The goal of the Obama administration and lawmakers on Capitol Hill is to make it easier for students and families to understand and use the information that schools provide on Form 1098-T, to help them claim the American Opportunity and Lifetime Learning tax credits. NACUBO agrees that more could be done to help taxpayers and students understand education benefits—but the answer does not lie in changing the reporting method. In fact, the shift to reporting amounts paid for qualified educational expenses could complicate the calculation for students and families. When students and families complete their tax forms—specifically IRS Form 8863—they will need to account for changes in enrollment, application of aid, and other factors that schools may not be able to capture in the amount reported on Form 1098-T.

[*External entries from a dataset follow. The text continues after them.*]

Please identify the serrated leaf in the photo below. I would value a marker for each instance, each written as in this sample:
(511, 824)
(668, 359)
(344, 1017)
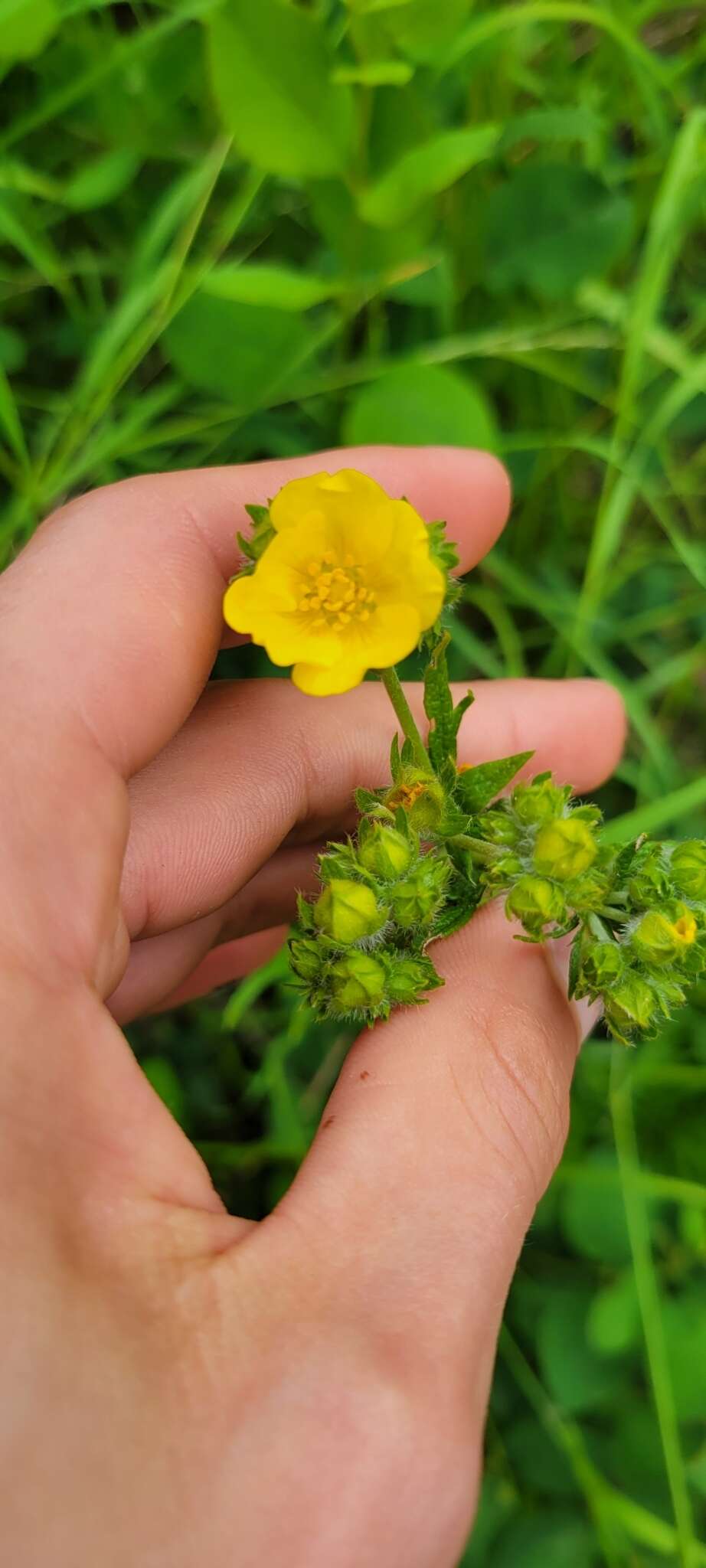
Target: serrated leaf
(426, 172)
(270, 73)
(479, 786)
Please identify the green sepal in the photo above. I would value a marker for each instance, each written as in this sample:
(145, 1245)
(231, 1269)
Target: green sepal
(254, 544)
(479, 786)
(438, 704)
(574, 963)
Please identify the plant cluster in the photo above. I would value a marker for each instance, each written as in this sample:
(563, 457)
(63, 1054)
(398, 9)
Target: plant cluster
(325, 589)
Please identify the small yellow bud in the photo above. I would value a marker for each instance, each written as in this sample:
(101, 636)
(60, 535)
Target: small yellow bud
(565, 848)
(688, 867)
(348, 911)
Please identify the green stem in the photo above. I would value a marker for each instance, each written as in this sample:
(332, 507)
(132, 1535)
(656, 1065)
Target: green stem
(479, 848)
(404, 715)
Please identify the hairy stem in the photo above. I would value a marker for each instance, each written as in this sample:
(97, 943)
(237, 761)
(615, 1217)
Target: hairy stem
(404, 715)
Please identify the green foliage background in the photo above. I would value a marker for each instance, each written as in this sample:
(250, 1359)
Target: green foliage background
(261, 227)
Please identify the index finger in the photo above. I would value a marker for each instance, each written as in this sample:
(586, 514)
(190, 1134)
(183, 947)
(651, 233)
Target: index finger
(119, 593)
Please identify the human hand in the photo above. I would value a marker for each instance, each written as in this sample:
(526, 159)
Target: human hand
(182, 1385)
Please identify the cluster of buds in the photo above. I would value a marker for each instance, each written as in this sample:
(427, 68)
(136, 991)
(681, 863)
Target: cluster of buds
(443, 839)
(639, 913)
(360, 946)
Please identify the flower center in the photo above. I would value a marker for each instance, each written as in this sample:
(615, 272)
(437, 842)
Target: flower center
(336, 595)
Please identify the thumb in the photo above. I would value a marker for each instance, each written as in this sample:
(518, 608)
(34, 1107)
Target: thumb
(436, 1145)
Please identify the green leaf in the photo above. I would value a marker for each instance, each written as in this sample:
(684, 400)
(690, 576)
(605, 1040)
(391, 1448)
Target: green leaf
(276, 286)
(578, 1379)
(25, 27)
(438, 704)
(547, 1540)
(270, 74)
(421, 405)
(236, 351)
(592, 1216)
(167, 1086)
(614, 1318)
(426, 28)
(101, 181)
(574, 122)
(550, 226)
(426, 172)
(462, 900)
(480, 785)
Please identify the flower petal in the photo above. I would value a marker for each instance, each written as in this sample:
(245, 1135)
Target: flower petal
(327, 679)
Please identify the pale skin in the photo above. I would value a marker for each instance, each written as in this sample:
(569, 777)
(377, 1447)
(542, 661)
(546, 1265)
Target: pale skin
(179, 1385)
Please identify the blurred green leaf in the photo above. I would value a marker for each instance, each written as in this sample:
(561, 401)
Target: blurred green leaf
(272, 82)
(593, 1217)
(548, 1540)
(101, 181)
(237, 351)
(258, 283)
(553, 224)
(421, 405)
(426, 172)
(614, 1318)
(578, 1379)
(25, 27)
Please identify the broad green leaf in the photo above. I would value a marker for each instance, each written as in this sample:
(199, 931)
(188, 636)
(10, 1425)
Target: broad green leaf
(420, 405)
(426, 172)
(101, 181)
(550, 226)
(426, 28)
(263, 283)
(547, 1540)
(165, 1083)
(574, 122)
(270, 76)
(685, 1330)
(576, 1377)
(614, 1318)
(237, 351)
(25, 27)
(480, 785)
(592, 1216)
(375, 74)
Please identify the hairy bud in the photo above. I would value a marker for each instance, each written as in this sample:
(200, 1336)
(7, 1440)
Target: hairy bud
(357, 982)
(385, 852)
(348, 911)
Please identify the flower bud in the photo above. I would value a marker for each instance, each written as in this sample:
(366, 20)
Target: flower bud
(348, 911)
(538, 802)
(385, 852)
(410, 977)
(420, 795)
(688, 867)
(603, 965)
(664, 938)
(631, 1007)
(305, 957)
(535, 903)
(418, 897)
(357, 982)
(564, 848)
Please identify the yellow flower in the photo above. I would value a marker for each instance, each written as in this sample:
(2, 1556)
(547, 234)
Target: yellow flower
(345, 585)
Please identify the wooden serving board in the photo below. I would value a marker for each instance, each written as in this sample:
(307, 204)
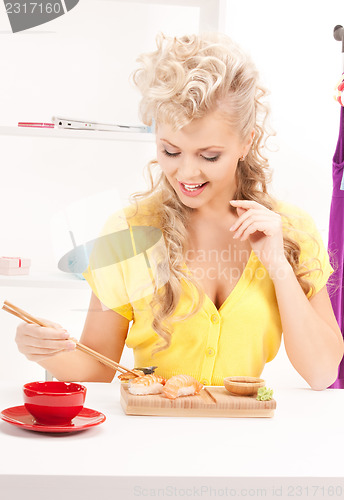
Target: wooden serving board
(212, 401)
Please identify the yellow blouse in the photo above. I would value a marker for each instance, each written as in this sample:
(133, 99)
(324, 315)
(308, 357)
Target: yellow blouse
(238, 339)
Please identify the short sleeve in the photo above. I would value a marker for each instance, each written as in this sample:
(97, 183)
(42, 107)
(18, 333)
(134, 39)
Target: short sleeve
(104, 273)
(314, 255)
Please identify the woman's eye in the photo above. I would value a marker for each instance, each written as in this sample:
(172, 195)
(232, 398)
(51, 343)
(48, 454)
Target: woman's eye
(213, 158)
(169, 154)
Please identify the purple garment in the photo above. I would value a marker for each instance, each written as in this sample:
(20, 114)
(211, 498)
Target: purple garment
(336, 242)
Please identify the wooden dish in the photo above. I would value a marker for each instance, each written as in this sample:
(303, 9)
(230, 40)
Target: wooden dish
(243, 386)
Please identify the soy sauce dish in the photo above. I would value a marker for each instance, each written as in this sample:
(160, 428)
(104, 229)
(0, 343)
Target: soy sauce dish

NACUBO believes that in order to simplify the American Opportunity and Lifetime Learning tax credits, Congress should revisit the parameters used for these and other education tax benefits. For instance, it would be beneficial to conform across programs the definition of qualified educational expenses. Also in question is whether a credit claimed in one tax year should be applicable to education provided in the following year.
Tightening Up on Tax Credits
An estimated 3.6 million taxpayers received more than $5.6 billion in potentially erroneous education credits on their 2012 tax returns, according to a 2015 report published by the Treasury Inspector General for Tax Administration. TIGTA audits from 2011 and 2012, which also revealed billions of dollars of erroneous education tax credits, made recommendations to the Internal Revenue Service in an effort to limit the number of incorrect or fraudulent claims.
The Treasury Department is keenly interested in reducing erroneous claims and combating tax fraud related to the education credits. To meet this objective, the Treasury Department has steadfastly argued that moving all institutions to Box 1 reporting would bring clarity and accuracy to administration of the credits.
NACUBO will continue communicating to lawmakers and regulators in Washington about the magnitude of the problem, the practical hurdles campuses face, and specific issues related to the transition. Additionally, we will continue to argue that the solution to a more transparent administration of the education credits lies in simplifying and reshaping the credits themselves.